In addition, the study also reveals that Scots are very closely related to Napoleon Bonaparte!
The new study is based on research conducted by geneticist Dr Jim Wilson and his team at Edinburgh University.
After testing DNA samples from almost 1,000 scots, researchers found that 1 per cent of all Scots are descended from the Berber and Tuareg tribesmen of the Sahara.
One of the startling revelations, was the discovery of DNA linked to Napoleon Bonaparte.
The research team discovered that Tom Conti, who took part in the project has a a family link to Napoleon Bonaparte, the French dictator.
It was discovered that the actor's DNA marker is Saracen in origin and that his ancestors settled in Italy around the 10th century before one of them, Giovanni Buonaparte, settled in Corsica and founded the family line that sired Napoleon.
|"Some friends said they weren't surprised to find out Napoleon and I were related, but it came as quite a shock to me. |
In fact, I didn't believe it at first," the actor said.
The use of DNA allows scientists to use it as telescope to look back in time at where our ancestors once lived. it can be an amazing journey that can take you to a really surprising place.
When Dr. Wilson discovered that some of the participants had DNA hailed from the Sahara, he had to double-check.
"I didn't believe it at first and checked it twice. But more than one, in fact quite a few of our participants had this marker that is only found in and around the Sahara and among the blue men of the Tuareg.

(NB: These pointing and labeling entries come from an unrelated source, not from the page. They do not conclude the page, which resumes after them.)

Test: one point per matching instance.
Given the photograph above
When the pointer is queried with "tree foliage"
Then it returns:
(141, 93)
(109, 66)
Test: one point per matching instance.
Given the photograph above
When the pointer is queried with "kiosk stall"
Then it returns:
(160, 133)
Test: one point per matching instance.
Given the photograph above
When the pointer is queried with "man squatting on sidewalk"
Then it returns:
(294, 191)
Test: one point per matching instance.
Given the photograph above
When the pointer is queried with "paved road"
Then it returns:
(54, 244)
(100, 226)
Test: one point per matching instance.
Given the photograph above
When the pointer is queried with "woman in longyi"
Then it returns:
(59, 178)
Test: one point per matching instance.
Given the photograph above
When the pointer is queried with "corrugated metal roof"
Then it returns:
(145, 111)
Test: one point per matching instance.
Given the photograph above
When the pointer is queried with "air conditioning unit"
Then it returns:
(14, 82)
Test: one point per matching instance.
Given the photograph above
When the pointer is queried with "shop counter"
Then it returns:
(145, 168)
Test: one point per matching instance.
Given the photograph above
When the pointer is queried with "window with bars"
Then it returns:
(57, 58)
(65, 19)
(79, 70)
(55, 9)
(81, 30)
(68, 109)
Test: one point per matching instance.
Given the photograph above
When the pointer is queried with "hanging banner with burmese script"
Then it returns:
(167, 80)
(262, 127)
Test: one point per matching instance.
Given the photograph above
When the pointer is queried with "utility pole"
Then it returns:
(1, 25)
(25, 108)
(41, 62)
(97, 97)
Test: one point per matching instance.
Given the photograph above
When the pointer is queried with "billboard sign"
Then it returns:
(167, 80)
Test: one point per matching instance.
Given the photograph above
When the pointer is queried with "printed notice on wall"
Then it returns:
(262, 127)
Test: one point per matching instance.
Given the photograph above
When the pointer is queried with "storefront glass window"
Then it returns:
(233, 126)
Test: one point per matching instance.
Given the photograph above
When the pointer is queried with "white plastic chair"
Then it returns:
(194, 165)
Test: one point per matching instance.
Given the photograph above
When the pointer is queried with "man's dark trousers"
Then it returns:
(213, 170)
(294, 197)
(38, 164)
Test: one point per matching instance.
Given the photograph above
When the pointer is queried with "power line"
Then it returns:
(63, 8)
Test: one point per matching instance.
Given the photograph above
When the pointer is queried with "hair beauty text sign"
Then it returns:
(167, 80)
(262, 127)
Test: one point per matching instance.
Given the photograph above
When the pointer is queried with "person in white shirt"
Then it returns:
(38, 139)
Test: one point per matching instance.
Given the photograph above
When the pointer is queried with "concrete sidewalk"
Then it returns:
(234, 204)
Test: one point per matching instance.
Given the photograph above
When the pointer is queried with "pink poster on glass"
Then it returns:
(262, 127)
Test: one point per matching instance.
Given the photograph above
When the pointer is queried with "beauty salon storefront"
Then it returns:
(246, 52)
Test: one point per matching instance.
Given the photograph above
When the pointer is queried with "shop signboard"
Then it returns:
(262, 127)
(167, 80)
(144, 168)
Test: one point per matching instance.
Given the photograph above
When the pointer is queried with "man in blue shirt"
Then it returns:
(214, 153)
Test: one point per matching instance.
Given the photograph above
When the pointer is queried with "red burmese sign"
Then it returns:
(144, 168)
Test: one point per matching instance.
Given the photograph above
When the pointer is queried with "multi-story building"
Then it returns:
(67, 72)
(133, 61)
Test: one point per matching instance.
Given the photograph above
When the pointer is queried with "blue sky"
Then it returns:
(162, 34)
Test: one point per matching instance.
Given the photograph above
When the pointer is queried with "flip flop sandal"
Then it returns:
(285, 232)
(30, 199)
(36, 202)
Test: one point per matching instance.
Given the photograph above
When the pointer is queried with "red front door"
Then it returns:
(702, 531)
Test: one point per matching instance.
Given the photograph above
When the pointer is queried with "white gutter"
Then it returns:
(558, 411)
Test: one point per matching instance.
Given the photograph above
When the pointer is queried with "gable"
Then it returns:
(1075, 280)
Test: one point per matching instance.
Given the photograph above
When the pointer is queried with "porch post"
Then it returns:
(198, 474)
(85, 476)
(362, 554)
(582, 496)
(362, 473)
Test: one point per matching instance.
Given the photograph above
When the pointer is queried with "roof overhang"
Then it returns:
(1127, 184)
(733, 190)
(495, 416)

So what on earth is it doing in Scotland? I didn't know. It took me a little while to work it out but what I learned was that it was spread to Spain by the Moorish conquest of Spain, and then it came up the Atlantic margins, along the coast and up to France and then up to Scotland," Dr. Wilson said.
For Mr Moffat, the author of The Scots: A Genetic Journey, the results have been fascinating.
He said: "When the great Roman emperor Septimius Severus invaded Scotland with the largest army ever seen north of the Tweed, 40,000 legionaries and auxiliaries and a supporting fleet, he fought the Maeatae. They were mentioned by Roman historians as a fierce people and much later, noted by Adomnan, the biographer of St Columba.
"And then they disappeared from history," Mr Moffat said. "Now they are found. DNA has uncovered a high concentration of a distinctive marker clustered around Stirling and the foothills of the Ochils - the homeland of the fierce Maeatae. These are stories only DNA can tell."
This is not the end to this incredible story. Dr. Wilson promises more surprises.
"We are sequencing the whole genome of seven Scots whose DNA is central to our history and we are looking at the role of Neanderthal DNA in Scotland," Dr. Wilson said.
We can expect to hear more from Dr. Wilson and his team in the near future.